Our main mission tonight is to find aluminium foil for Catfish although I do also need to some grocery shopping while we’re here.  It doesn’t take us long to round up the few items we’re each looking for – except the elusive aluminium foil.  In American and South African stores, aluminium foil would be stocked in the general grocery section which is where we’re looking.  Recognising that this is the Western-logic-approach that is so frequently unsuccessful in Korea – and tiring of having fought our way through the late night shoppers and the same aisles one too many times – Catfish approaches a store employee and asks for hep.  The immediate response is the deer-caught-in-headlights/the waegook-is-talking-to-me look but we’re patient and Catfish smiles encouragingly while carefully enunciating what we’re looking for.  Still no luck.  Aluminium foil is not exactly something you can mime but Catfish tries still to no success.

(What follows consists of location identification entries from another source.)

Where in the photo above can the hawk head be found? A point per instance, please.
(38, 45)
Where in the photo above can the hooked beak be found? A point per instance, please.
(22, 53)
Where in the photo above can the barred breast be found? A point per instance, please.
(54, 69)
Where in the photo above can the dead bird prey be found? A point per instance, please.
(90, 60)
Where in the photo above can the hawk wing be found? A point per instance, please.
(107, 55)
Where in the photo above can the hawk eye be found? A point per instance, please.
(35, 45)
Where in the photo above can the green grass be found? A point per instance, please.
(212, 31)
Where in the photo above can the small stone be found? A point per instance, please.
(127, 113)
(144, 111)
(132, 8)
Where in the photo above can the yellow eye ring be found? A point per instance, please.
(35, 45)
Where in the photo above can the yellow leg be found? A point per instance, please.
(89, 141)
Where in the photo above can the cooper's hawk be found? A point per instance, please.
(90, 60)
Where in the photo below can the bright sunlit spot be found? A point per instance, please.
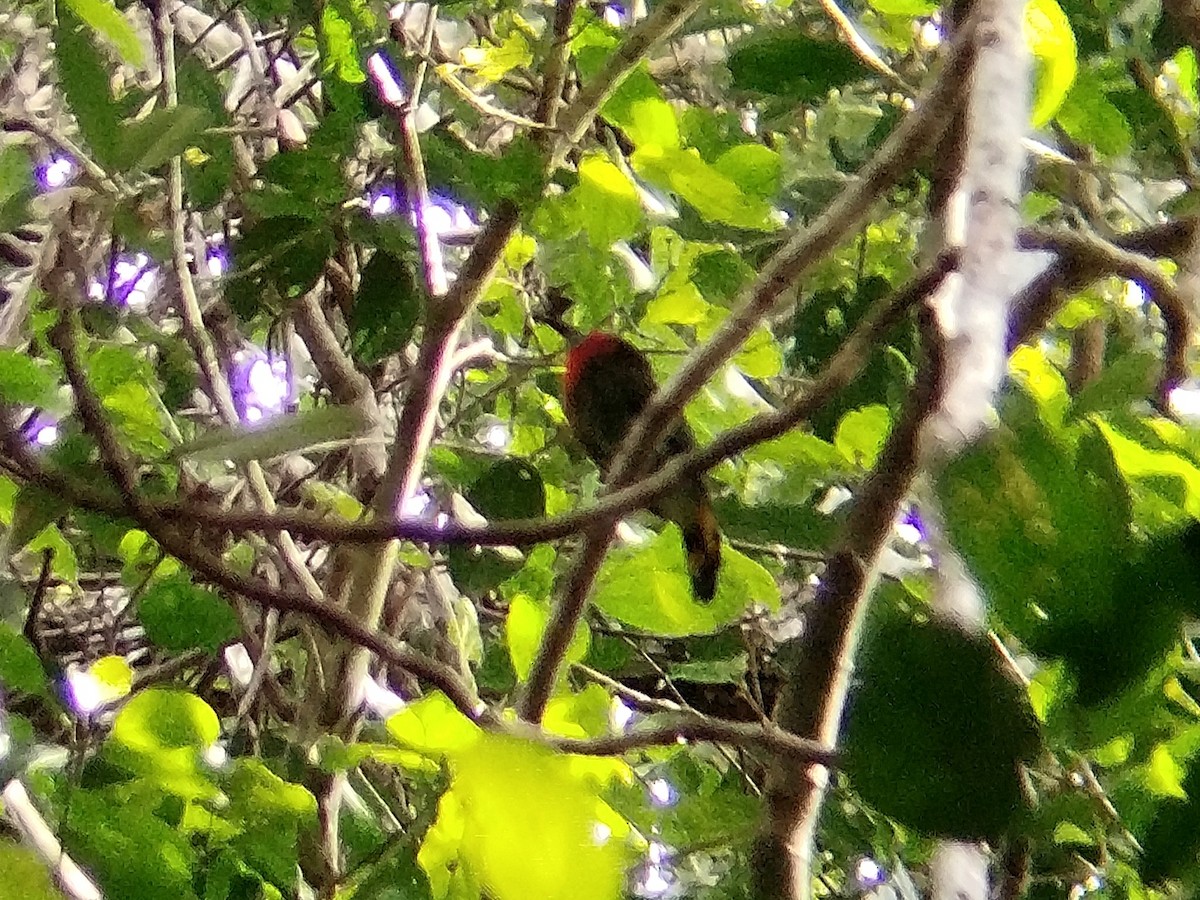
(663, 793)
(869, 874)
(387, 79)
(239, 664)
(85, 694)
(216, 262)
(621, 715)
(262, 383)
(60, 169)
(1185, 401)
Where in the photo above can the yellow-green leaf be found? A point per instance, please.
(1053, 43)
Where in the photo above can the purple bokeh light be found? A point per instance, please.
(55, 172)
(262, 384)
(130, 282)
(216, 261)
(41, 431)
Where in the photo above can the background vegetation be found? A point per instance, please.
(309, 592)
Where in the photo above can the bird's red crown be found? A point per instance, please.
(597, 345)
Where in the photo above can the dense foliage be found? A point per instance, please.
(234, 363)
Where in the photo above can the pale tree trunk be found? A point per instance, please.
(981, 215)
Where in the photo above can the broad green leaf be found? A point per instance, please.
(715, 197)
(25, 876)
(84, 79)
(160, 736)
(63, 557)
(119, 839)
(495, 61)
(677, 305)
(648, 587)
(861, 435)
(137, 417)
(385, 310)
(484, 826)
(433, 726)
(276, 258)
(937, 732)
(510, 489)
(754, 168)
(1051, 41)
(113, 676)
(606, 203)
(1090, 117)
(912, 9)
(107, 21)
(276, 437)
(179, 616)
(640, 108)
(25, 382)
(791, 64)
(16, 187)
(21, 670)
(161, 719)
(339, 48)
(151, 142)
(523, 630)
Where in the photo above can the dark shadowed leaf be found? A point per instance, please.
(83, 77)
(179, 616)
(936, 732)
(385, 310)
(791, 64)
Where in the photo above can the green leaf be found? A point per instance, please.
(339, 49)
(126, 847)
(715, 197)
(138, 418)
(605, 202)
(648, 587)
(756, 169)
(25, 877)
(937, 732)
(107, 21)
(16, 187)
(151, 142)
(209, 167)
(84, 79)
(63, 558)
(160, 719)
(861, 435)
(276, 437)
(160, 736)
(385, 310)
(523, 630)
(718, 671)
(510, 489)
(179, 616)
(21, 670)
(484, 827)
(790, 64)
(640, 108)
(276, 258)
(25, 382)
(911, 9)
(1053, 43)
(1090, 117)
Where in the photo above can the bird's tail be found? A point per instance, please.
(702, 545)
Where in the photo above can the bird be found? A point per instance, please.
(606, 384)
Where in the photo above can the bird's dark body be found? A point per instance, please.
(607, 384)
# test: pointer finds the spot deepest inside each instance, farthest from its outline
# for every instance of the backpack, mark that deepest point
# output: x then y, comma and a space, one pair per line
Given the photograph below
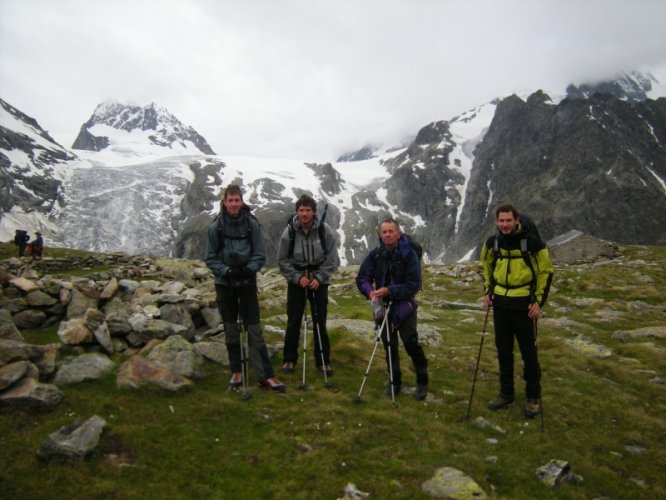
246, 215
321, 230
527, 227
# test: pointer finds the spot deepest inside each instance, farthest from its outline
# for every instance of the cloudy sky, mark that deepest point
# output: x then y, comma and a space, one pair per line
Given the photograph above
310, 79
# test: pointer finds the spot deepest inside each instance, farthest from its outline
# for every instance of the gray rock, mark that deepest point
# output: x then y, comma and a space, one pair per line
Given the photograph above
449, 482
73, 441
13, 372
8, 329
89, 366
74, 332
28, 393
557, 471
138, 372
179, 356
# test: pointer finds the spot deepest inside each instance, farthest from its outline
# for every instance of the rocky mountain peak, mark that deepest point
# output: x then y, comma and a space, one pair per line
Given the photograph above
153, 123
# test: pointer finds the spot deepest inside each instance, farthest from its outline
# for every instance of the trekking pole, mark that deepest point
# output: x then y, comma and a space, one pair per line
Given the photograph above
534, 329
478, 359
378, 337
315, 322
245, 393
389, 336
305, 339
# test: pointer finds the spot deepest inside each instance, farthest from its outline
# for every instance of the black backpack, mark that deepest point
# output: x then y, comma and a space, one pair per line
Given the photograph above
246, 215
527, 227
321, 230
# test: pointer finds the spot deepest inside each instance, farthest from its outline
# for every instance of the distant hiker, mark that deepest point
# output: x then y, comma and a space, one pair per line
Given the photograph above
235, 253
392, 273
307, 257
36, 247
21, 238
517, 274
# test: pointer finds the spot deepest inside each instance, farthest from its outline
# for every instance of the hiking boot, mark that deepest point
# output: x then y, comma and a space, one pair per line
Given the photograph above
396, 390
532, 408
501, 401
288, 367
236, 379
274, 384
421, 391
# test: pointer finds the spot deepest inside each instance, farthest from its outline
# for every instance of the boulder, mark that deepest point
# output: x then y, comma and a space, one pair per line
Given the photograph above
138, 372
89, 366
73, 441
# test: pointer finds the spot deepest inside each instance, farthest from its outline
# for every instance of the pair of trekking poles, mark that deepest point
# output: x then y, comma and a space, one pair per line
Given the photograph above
310, 297
384, 325
478, 360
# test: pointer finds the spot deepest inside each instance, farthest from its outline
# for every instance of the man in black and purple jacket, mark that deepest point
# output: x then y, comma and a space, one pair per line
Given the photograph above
392, 273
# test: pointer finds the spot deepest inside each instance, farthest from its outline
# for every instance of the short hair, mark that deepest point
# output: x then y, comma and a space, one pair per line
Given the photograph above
308, 201
232, 189
506, 207
390, 220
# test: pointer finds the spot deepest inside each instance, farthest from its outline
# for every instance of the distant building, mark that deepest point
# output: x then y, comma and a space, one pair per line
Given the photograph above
575, 246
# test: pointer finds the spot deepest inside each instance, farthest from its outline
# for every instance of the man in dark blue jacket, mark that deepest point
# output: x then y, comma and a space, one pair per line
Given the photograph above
392, 273
235, 253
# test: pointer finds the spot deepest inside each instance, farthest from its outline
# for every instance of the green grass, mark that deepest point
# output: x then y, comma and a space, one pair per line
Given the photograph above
311, 443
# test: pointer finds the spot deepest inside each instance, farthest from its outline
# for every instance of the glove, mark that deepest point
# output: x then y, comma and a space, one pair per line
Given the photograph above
235, 274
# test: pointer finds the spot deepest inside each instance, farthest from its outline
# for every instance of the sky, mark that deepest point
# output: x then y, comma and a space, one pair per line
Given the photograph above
311, 79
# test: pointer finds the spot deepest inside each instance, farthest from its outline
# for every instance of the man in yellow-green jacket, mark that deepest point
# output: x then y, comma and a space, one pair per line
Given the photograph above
517, 274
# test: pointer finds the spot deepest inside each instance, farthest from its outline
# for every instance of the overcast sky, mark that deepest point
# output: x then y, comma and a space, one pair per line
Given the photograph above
310, 79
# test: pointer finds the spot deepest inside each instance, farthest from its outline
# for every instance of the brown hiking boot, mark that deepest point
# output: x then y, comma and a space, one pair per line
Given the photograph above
532, 408
236, 379
501, 401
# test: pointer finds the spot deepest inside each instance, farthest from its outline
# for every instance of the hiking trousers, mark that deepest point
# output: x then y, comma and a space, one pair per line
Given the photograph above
296, 299
410, 339
243, 301
510, 323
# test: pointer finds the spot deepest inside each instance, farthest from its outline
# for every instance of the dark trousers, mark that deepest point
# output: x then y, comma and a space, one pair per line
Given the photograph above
243, 301
296, 298
410, 339
511, 323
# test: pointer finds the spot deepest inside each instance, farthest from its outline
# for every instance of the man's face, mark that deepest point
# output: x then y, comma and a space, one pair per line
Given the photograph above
506, 223
232, 204
305, 215
389, 234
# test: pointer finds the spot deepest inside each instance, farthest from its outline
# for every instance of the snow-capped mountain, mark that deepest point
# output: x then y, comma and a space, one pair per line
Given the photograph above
32, 168
595, 163
124, 129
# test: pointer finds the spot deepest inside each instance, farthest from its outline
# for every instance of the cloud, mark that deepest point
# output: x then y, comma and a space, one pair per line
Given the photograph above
308, 78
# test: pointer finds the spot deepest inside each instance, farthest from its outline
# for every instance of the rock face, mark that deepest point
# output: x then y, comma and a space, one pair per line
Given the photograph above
161, 127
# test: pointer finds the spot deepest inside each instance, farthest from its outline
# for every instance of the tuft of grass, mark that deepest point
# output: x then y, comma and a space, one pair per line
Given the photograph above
207, 443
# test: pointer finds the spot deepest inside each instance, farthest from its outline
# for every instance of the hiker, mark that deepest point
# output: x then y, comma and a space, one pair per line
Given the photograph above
391, 273
307, 258
235, 253
36, 247
517, 273
21, 238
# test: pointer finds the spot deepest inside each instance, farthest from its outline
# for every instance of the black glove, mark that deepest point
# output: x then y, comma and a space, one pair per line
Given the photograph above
234, 274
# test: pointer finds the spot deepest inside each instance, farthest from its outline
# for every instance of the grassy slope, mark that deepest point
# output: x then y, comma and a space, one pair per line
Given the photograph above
310, 444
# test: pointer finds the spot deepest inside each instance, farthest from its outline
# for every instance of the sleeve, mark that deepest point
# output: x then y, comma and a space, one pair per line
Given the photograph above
285, 263
211, 256
332, 260
412, 283
365, 277
258, 257
544, 270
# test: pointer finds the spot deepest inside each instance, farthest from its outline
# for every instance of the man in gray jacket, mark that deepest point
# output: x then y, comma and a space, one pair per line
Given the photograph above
307, 257
235, 253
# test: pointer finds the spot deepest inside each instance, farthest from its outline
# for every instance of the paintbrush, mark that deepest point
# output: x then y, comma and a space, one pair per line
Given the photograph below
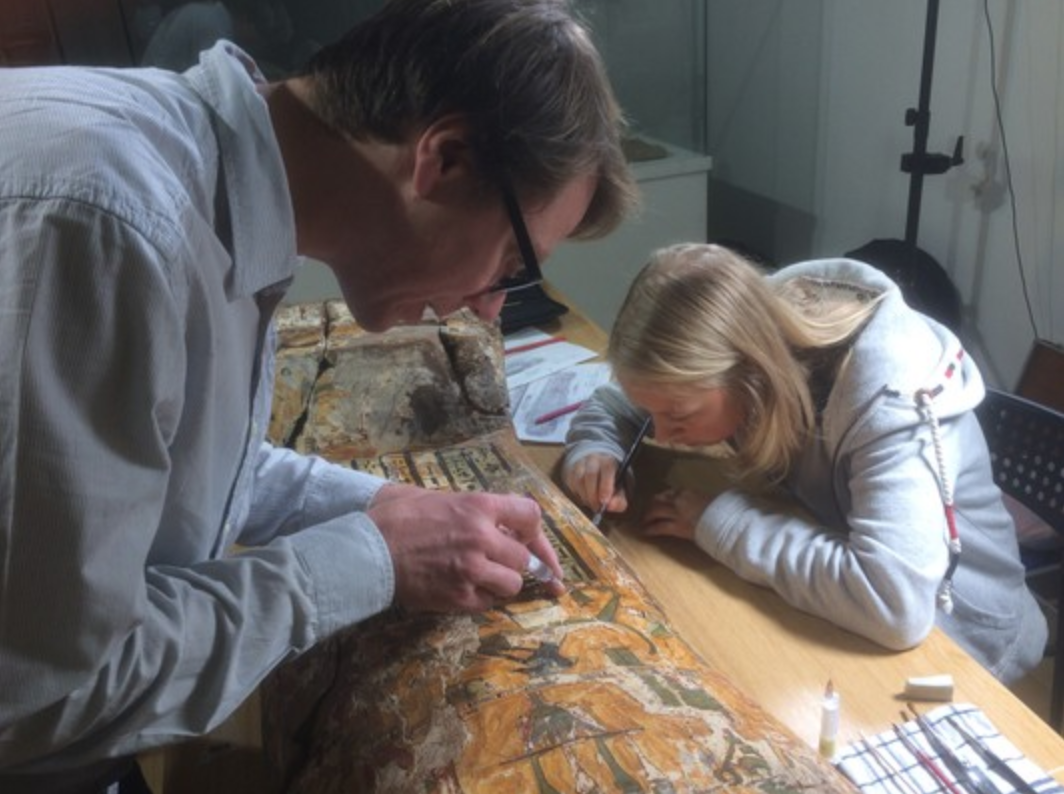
618, 480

I then decide to make one more circuit of the nearby aisles to see if I can find anything similar or possibly even aluminium foil itself while Catfish continues trying to explain it to this unfortunate victim since my mini-dictionary has failed me once more.  When I return, Catfish is speaking to someone on the phone which I presume is her co-teacher, Miss Kim.  It’s only when she hands the phone back to the employee that I realise that this woman has gone out of her way, using her personal phone, to find someone who speaks more English than her in an attempt to better assist us – such is the overwhelming kindness demonstrated by Koreans on a regular basis.  Her face lights up as she listens to the translation of aluminium foil via the person on the other end of the phone conversation and she quickly grabs Catfish’s hand and leads her to the escalator.  On the second floor, in the aisle next to the car section, is the kitchen storage section of Lotte mart: This is where we find aRuminium Poil (as it’s called in Korean)! Catfish has a far more descriptive, and detailed, account of this particular adventure in her blog which I can highly recommend.

'l/ vs /r/ and /f/ Challenges

Koreans struggle to distinguish between and /l/ and /r/ sound (the Korean character is the same for both of these sounds and the sound is determined by the placement of the character in each syllable) and there is no /f/ sound in Korean.  We already know and understand this.  What we don’t know – and can’t understand – is that if this is true, what did this particular woman hear differently in Catfish’s pronunciation of “aLuminium Foil” and the Korean pronunciation of “aRuminium Poil”?  That is perhaps a mystery that will never be solved.